What is the difference between a brewery and a brewpub? This is one of the many questions I am frequently asked. Let’s have quick Q&A.

Q1. Do you need a license to become a brewer (person)? A1. No. Anybody can jump on a system and brew. That’s the short answer. In order to sell beer, the premise must have a license and the beer must be made on the licensed property, (for instance, you can’t brew at home and bring it to an establishment and then sell it under their name).

Q2. What license does a brewery (place) need to make and sell beer? A2. Not going into sales tax licensing but only production licenses there are 4 types of licenses that a brewery could apply for through the federal government (you need State licences as well), each has its own set of rules.

  1. Production Brewery – This is the most common type of license and allows one to make and sell beer on property (tasting room) or for distribution. There are no volume production limits. These tasting rooms cannot sell liquor, wine or other alcoholic products besides Wisconsin-produced beer on the premises. The Fermentorium in Cedarburg is an example. They are allowed to serve food if they follow the basic heath codes and are inspected.

  2. Brewpub – A restaurant with a brewery on-site. Most restaurants also have a full bar (guest beers, wine, liquor, etc) a brewpub is no different. The brewpub must hold a local municipality Class B license in order to apply to be a brewpub. The brewing license has a ceiling on volume produced and also how much beer is sold on-site verses off-site. Inventors Brewpub is an example.

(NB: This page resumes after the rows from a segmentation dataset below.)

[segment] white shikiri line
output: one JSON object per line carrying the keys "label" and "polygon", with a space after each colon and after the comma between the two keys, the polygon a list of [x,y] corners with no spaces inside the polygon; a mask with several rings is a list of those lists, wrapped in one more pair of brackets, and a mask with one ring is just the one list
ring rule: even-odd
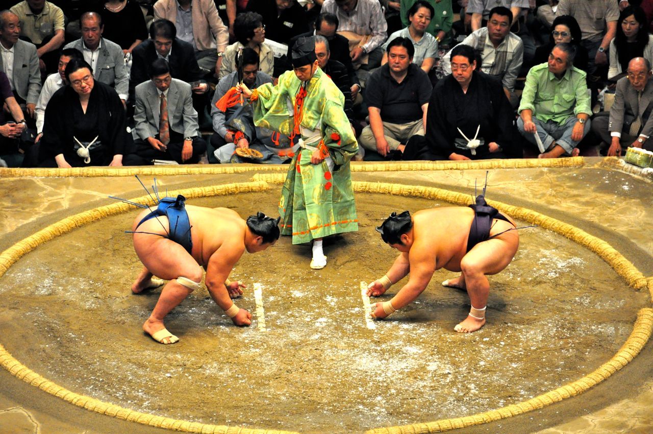
{"label": "white shikiri line", "polygon": [[263,310],[263,290],[260,283],[254,284],[254,299],[256,300],[257,327],[261,331],[267,331],[265,328],[265,310]]}
{"label": "white shikiri line", "polygon": [[376,329],[376,324],[374,323],[374,320],[372,318],[372,306],[370,305],[370,297],[367,295],[367,284],[364,282],[360,282],[360,298],[363,299],[364,313],[367,327],[370,330],[374,330]]}

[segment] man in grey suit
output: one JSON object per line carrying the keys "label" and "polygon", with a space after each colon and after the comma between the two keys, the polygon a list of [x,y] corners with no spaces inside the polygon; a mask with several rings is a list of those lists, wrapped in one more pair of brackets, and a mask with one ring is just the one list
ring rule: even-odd
{"label": "man in grey suit", "polygon": [[125,54],[120,46],[102,37],[104,26],[102,17],[88,12],[80,18],[82,37],[67,44],[66,48],[77,48],[93,68],[95,80],[116,90],[123,103],[129,95],[129,73],[125,65]]}
{"label": "man in grey suit", "polygon": [[173,78],[164,59],[151,63],[150,77],[136,86],[135,149],[123,163],[144,165],[154,159],[197,163],[206,142],[199,137],[191,85]]}
{"label": "man in grey suit", "polygon": [[[601,137],[601,154],[620,156],[626,148],[653,150],[653,82],[651,65],[644,58],[635,58],[628,63],[628,75],[616,82],[614,102],[609,118],[603,112],[592,121],[592,129]],[[608,147],[609,146],[609,147]]]}
{"label": "man in grey suit", "polygon": [[18,16],[8,10],[0,14],[0,69],[18,103],[25,104],[25,111],[34,118],[41,90],[39,56],[36,46],[19,39],[20,34]]}

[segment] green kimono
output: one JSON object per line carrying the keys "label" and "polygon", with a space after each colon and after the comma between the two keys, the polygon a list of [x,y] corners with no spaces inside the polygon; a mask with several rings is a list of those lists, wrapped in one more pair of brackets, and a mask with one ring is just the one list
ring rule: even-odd
{"label": "green kimono", "polygon": [[[254,124],[289,136],[295,127],[293,108],[302,82],[292,71],[268,83],[253,95]],[[317,69],[306,86],[302,107],[302,147],[293,158],[279,201],[281,234],[293,235],[293,244],[308,242],[358,229],[349,160],[358,145],[343,110],[344,97],[331,79]],[[323,142],[333,161],[311,163],[312,149]],[[306,148],[305,146],[309,146]]]}

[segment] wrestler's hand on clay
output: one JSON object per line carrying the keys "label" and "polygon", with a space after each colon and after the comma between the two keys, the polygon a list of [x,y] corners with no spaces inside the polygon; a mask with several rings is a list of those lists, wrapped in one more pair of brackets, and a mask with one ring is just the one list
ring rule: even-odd
{"label": "wrestler's hand on clay", "polygon": [[375,320],[383,320],[388,316],[388,314],[385,313],[385,310],[383,310],[383,307],[382,306],[383,304],[383,303],[375,303],[370,305],[370,307],[372,308],[372,318]]}
{"label": "wrestler's hand on clay", "polygon": [[374,280],[368,285],[368,290],[366,293],[368,297],[379,297],[383,295],[385,291],[385,288],[383,288],[383,285],[380,282]]}
{"label": "wrestler's hand on clay", "polygon": [[[383,310],[383,309],[381,309],[381,311]],[[249,326],[251,324],[251,314],[245,309],[240,309],[231,320],[236,326]]]}
{"label": "wrestler's hand on clay", "polygon": [[229,297],[232,299],[243,295],[243,290],[240,288],[247,288],[247,286],[244,285],[241,280],[235,280],[230,282],[229,285],[225,286],[227,287],[227,292],[229,293]]}

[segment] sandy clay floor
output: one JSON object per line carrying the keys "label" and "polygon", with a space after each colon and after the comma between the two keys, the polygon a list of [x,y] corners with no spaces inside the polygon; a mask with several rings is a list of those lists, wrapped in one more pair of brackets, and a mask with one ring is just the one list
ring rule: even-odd
{"label": "sandy clay floor", "polygon": [[[575,208],[550,197],[557,193],[547,192],[541,183],[550,174],[518,173],[520,182],[517,173],[495,178],[488,197],[508,202],[513,193],[526,206],[541,205],[541,195],[551,203],[538,210],[556,218],[569,211],[565,207]],[[452,190],[471,192],[475,175],[462,182],[454,173],[430,180],[420,175],[412,183],[451,183]],[[626,179],[598,169],[582,180],[571,171],[558,175],[578,182],[575,188],[594,180],[592,191],[599,196],[609,194],[600,191],[605,188],[601,176]],[[366,180],[388,180],[375,176]],[[189,184],[182,177],[159,181],[171,188]],[[643,181],[628,182],[650,190]],[[123,197],[140,194],[135,181],[120,182]],[[528,182],[539,190],[523,195]],[[190,184],[215,183],[204,178]],[[275,185],[266,192],[189,203],[232,208],[242,216],[259,210],[276,214],[279,192]],[[651,201],[650,195],[624,200],[641,206]],[[435,273],[416,303],[370,329],[360,282],[383,275],[396,255],[375,225],[392,210],[449,205],[381,194],[358,195],[357,203],[360,230],[326,242],[326,269],[310,270],[310,246],[293,246],[289,237],[264,252],[246,254],[234,269],[232,278],[249,287],[237,301],[240,307],[254,312],[252,284],[261,284],[265,331],[255,315],[251,327],[232,326],[203,289],[168,317],[168,328],[180,342],[163,346],[144,335],[140,326],[160,290],[138,295],[129,291],[140,263],[123,231],[134,210],[59,237],[13,265],[0,286],[1,343],[55,382],[125,408],[217,425],[358,433],[483,412],[574,380],[609,359],[631,331],[637,310],[650,305],[648,292],[629,288],[594,254],[534,227],[520,231],[513,263],[490,278],[488,324],[480,331],[453,331],[466,316],[468,299],[440,286],[455,276],[446,271]],[[606,204],[621,206],[620,201]],[[593,228],[602,220],[599,210],[571,212],[577,214],[567,220],[572,224]],[[581,221],[583,213],[586,220]],[[601,230],[596,235],[610,232]],[[650,259],[642,252],[648,241],[612,237],[609,241],[641,258],[635,265],[647,275]],[[391,288],[389,296],[400,288]]]}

  3. Alternating Proprietorship – Also known as “gypsy brewing” because the brewery personnel doesn’t own their own equipment but rents the equipment from an existing brewer. This license is similar to a production breweries because the Alternating Proprietorship physically brews their own beer, but they are more-or-less just leasing the equipment for a period. This does allow them to brand and sell their own products and move from brewery to brewery as long as the proper paperwork is in place. Esser Brewing is an example.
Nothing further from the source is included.